In the ’90s, a small, macrobiotic restaurant in Lapa called Semente started featuring samba vocalist Teresa Cristina and her Grupo Semente. Word spread and soon the group was drawing listeners from around the city. “This restaurant was the seed that sprouted the whole movement of samba again,” says Irene Walsh, an American singer and filmmaker, who is producing a documentary on samba in the Lapa district.
Slowly but surely, Lapa’s music scene blossomed as more bars and restaurants added live samba and choro acts. “Now we’re 15 years into the scene, so there’s a whole generation of musicians that have literally grown up playing in it,” says McCann. “It adds a kind of depth. What we’re getting now is not just a kind of revivalist mode, but really people who are taking this music in different directions.”
Listen to tracks from the Smithsonian Folkways album, "Songs and Dances of Brazil."
Many musicians have begun experimenting with instrumentation, including piano, drums, or even electric bass in their ensembles. Improvisation with choro is creating a new blend of sounds, a fusion of the genre with American jazz.
“We still have our own music,” musician and undersecretary of culture of Rio de Janeiro, Humberto Araújo recalls Paulo Moura telling him years ago when he studied with the master clarinetist and saxophonist decades ago. “ ‘It’s time for you to feel it,’” Moura had proclaimed to Araújo in the 1980s.
Baile Funk
Though youths living in favelas flock to Rio’s bailes funk, the scene is not likely to draw tourists. The quadras, used by samba schools in the past for Carnaval preparations, are now the turf for funk dances, where the festive spirit is matched by the threat of gang violence and drugs. The funk dances and many of the performers are sometimes funded by some of Brazil’s most infamous gangs, according to Professor Paul Sneed, an assistant professor in the Center of Latin American Studies at the University of Kansas.
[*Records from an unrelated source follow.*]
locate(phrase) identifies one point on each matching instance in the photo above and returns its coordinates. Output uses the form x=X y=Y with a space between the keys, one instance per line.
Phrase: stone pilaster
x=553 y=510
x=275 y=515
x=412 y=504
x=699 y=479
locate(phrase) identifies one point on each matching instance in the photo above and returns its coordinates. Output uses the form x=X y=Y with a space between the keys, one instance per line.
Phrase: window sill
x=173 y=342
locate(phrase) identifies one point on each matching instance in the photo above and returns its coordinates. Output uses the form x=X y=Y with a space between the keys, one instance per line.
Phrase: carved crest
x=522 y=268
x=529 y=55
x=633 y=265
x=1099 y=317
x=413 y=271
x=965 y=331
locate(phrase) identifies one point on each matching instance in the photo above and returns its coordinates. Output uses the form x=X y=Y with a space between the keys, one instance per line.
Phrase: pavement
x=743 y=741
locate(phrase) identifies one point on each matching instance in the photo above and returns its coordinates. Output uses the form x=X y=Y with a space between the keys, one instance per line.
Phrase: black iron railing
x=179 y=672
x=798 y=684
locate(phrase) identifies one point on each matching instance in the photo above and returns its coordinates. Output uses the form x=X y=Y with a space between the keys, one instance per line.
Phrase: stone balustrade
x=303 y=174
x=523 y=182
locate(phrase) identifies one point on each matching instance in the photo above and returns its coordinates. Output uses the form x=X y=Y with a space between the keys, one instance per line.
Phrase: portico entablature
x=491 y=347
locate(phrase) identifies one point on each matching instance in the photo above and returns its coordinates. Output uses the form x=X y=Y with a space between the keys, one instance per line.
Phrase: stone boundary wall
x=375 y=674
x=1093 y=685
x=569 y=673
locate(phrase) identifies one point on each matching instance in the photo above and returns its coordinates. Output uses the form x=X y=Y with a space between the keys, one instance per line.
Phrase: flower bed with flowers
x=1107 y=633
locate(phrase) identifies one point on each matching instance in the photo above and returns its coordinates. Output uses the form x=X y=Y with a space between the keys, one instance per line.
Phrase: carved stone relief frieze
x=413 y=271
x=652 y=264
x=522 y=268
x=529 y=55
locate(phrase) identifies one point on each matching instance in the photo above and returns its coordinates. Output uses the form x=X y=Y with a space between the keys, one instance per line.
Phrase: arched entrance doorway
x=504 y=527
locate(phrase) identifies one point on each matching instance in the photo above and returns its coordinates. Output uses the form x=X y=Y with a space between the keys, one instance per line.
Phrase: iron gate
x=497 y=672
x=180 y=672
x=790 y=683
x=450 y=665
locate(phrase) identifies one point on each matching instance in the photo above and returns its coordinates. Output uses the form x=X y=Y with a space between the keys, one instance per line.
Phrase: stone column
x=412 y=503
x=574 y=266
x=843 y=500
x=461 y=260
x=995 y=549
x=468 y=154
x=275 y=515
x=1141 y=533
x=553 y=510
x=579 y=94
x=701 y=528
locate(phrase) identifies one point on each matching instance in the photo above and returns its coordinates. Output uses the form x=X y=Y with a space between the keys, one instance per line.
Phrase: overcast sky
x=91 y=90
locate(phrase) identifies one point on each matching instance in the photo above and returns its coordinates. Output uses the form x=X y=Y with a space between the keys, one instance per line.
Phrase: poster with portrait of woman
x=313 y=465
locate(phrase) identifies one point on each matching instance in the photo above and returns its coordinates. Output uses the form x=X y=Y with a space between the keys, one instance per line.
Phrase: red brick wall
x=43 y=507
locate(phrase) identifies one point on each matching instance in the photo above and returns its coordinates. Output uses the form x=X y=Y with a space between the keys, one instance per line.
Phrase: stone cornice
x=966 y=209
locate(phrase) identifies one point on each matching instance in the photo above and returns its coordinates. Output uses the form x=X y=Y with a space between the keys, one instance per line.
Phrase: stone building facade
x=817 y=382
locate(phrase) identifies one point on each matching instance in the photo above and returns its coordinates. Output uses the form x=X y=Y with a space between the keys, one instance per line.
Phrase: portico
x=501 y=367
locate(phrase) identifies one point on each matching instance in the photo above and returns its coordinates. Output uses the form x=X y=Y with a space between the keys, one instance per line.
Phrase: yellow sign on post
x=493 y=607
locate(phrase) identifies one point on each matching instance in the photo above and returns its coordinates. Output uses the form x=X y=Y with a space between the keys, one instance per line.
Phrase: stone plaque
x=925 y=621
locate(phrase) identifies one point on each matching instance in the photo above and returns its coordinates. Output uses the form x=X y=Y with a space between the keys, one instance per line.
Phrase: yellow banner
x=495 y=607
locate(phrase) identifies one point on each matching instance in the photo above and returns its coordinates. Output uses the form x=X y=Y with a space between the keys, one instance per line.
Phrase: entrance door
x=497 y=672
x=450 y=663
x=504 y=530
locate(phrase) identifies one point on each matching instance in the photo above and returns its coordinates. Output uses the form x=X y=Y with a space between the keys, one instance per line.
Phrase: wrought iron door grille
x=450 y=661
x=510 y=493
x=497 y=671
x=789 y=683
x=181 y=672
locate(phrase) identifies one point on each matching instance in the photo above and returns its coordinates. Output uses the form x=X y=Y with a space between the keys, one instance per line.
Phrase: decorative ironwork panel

Two types of funk first emerged in Rio in the 1970s: montage, a DJ-mixed layering of samples and beats from media ranging from gunshot noises to American funk recordings, and “rap happy,” which revolved around sung (not rapped) narratives by emcees. Variations evolved over the years, from a Miami hip-hop style with a bass-driven rhythm to the heavily syncopated rhythms derived from the Afro-Brazilian syncretic religions Candomble and Umbanda.
Funk lyrics, in the sub-genre called “funk sensual,” are usually sexually suggestive and provoke equally suggestive dancing. While double entendres and sexual objectification abound, funk sensual does not necessarily carry the same sexist and homophobic messages for which American hip-hop has often been criticized. Transvestites are big fans of funk and a few have become prominent performers of the music. According to Sneed, who has lived in a Rio favela, “women can assume a traditionally masculine stance [of being the pursuer] and they objectify men in a playful way.”
Another lyric subgenre is called Proibidão, which emphasizes the gangster associations of the music. Sneed says Proibidão may be increasingly popular because it speaks to the social experience of youths in the favelas. “The everyday person who’s not actually involved in a gang somehow identifies with the social banditry as a symbol of some sort of power and hope.” Whether the appeal lies in the hard-driving beats or its controversial lyrics, Rio’s favela funk scene gains more and more listeners every day.
Brazil’s musical diversity is good thing, says culture undersecretary Araújo. “I believe that every style or genre should have its own place, its own stage. Music is no longer an elite affair.”